The US unveiled a swath of sanctions on Friday that target North Korean efforts to import petroleum through so-called dark ship-to-ship transfers. 

The Treasury Department said the oil helped support North Korea’s weapons program, and the sanctions follow a missile launch over Japan earlier in the week. 

“The DPRK’s long-range ballistic missile launches, including over Japan, demonstrate a continued disregard for United Nations Security Council resolutions,” Brian Nelson, under secretary for terrorism and financial intelligence, said in a statement. “The United States will continue to enforce multilateral sanctions and pursue the DPRK’s sanctions evasion efforts worldwide, including by designating those who support these activities.”

Treasury targeted an “international evasion network,” which allegedly includes Chen Shih Huan and Kwek Kee Seng as well as Marshall Islands-registered New Eastern Shipping.

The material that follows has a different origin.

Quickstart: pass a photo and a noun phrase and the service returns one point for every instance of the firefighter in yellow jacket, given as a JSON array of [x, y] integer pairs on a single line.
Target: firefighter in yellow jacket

All three are linked to the Courageous, a vessel which has previously brought petroleum to North Korea via “deceptive practices” including ship-to-ship transfers, operating largely at night, and turning off the ship’s Automatic Identification System. The Courageous was the subject of similar sanctions in 2021, the Treasury Department said. 

The US also targeted Singapore­-registered Anfasar Trading and Swanseas Port Services, which are linked to Kwek. Insider could not reach any of the three companies for comment. 

The use of dark ship-to-ship transfers to get oil to North Korea mirrors efforts made recently to export Russia crude, as traders seek to avoid the appearance of doing business with Moscow since its invasion of Ukraine.

According to Vortexa, the volume of Russian crude moved via such transfers hit 182,000 barrels a day in the first 18 days of July, up dramatically from 44,000 barrels a day in June. The vast majority of the oil has been heading to China, the commodities data company told Insider.